Reculons dans le temps. Revenons un instant à
l'époque où, par remaniement du cabinet
Bourassa, Michel Pagé quittait le ministère de
l'Agriculture pour prendre la relève de Claude Ryan
à l'Éducation. Souvenons-nous des
chiffres qui le choquèrent à son entrée en
fonction : 36 % des jeunes quittent le secondaire sans avoir
obtenu le diplôme terminal et 60 % de ce
décrochage est le fait des garçons. M. Pagé
invita alors le monde de l'éducation
à tout mettre en oeuvre pour que l'on réduise
de 2 % par an au moins le taux des abandons.
À défaut de constater du neuf, avons-nous au moins
creusé les explications? À peine, me
semble-t-il. Qu'on me permette de relire ce que
j'écrivais dans Le Soleil (S'agit-il d'un
déterminisme familial?) en février 1992 : «Ce
que je constate cependant, à lire ce rapport sur le
décrochage, c'est que seulement 12,3 % des
mères des décrocheurs et des décrocheuses
détenaient un diplôme collégial ou
universitaire, alors que 48,3 % des jeunes parvenus au
DES, quatre fois plus, avaient une mère pourvue de ce
document.
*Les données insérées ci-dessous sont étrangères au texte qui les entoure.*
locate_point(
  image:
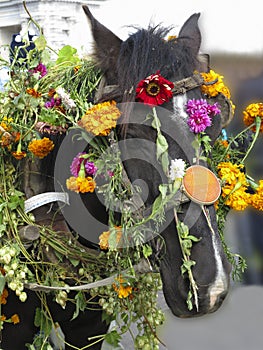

De même, 14 % des «enfants du
décrochage» avaient un père pourvu d'un
diplôme collégial ou universitaire, contre 60,7 %
pour ceux et celles qui parviennent au DES, Là aussi,
quatre fois plus.» Le décrochage, pouvait-on penser
alors, commence souvent à domicile. On dit encore cela
et bien d'autres choses.
Mais les garçons dans tout cela? Ils sont
aujourd'hui ce qu'ils étaient en 1991, dignes
fils ou petits-fils de ceux que nous avons
été. Débrouillards, instinctivement
adaptés à un milieu fondé sur
l'affirmation masculine, satisfaits aussi longtemps que les
pairs les accueillent, comblés s'ils peuvent
étaler les signes extérieurs du succès,
capables de coups d'éclat sportifs ou scientifiques,
mais farouchement analphabètes en tout ce qui touche
à la culture, à l'art, aux
impondérables, convaincus que la fin justifie les moyens
et que la seule éthique buvable est celle qui consiste
à ne pas se faire prendre. Ce garçon type
deviendrait recteur d'université qu'il ne
verrait aucun illogisme à vendre son établissement
à Coca-Cola. C'est dire.
L'entourage des garçons est aussi ce qu'il
était. Au foyer, le travail scolaire s'effectue
sous l'oeil de la mère et en l'absence du
père. L'école, qui ne semble pas savoir
que la garde partagée existe, continue, sexistement,
à expédier à la mère seulement les
bulletins et les autres relevés scolaires. Quand le
jeune garçon arrive à la maternelle puis à
l'école, il entre dans un monde massivement
féminin. Il y cherchera en vain parmi les adultes qui
l'entourent des présences et des modèles
masculins. La petite fille trouve partout, à la
maison comme à l'école, des exemples de femmes
sensibles, chaleureuses, délicates, cultivées.
Le jeune garçon, lui, ne peut discuter instruction et
culture qu'avec des femmes. Comme il a, lui aussi,
besoin de modèles, il les cherche et les trouve là
où les hommes se manifestent : dans le sport, dans la
gestion pratiquée à la machette, dans
l'informatique unidimensionnelle et sans état
d'âme, dans le jargon et les attitudes du leadership
et de l'entrepreneurship à courte vue.
Très tôt, la société cassée en
deux place le jeune garçon face à une alternative
sans échappatoire : ou il consent aux longs efforts qui
conduisent aux sommets de la pyramide sociale ou il se
désintéresse de tout cela et se résigne
à un petit pain, quitte à s'intégrer
aux groupes de pression qui pratiquent le coup de force. Il
choisit. Pourquoi se fatiguerait-il à essayer
d'atteindre les échelons intermédiaires
puisque la société les supprime à mesure
sous prétexte de rationalisation?
De quoi pleurer? Oui. De quoi se décourager?
Non. Mais de quoi inviter les pères à
s'intéresser à l'école, de quoi
presser les écoles de renseigner les pères autant
que les mères, de quoi inciter la garderie et
l'école à recruter leurs personnels de
façon moins unisexuée, de quoi montrer aux pouvoirs
publics et privés ce qu'il en coûte à la
longue de toujours parier sur les «gros bras» de la
gestion à la Rambo.
Le Conseil supérieur de l'Éducation a
parlé clairement. Faudra-t-il qu'il nous
resserve les mêmes verdicts dans cinq ans?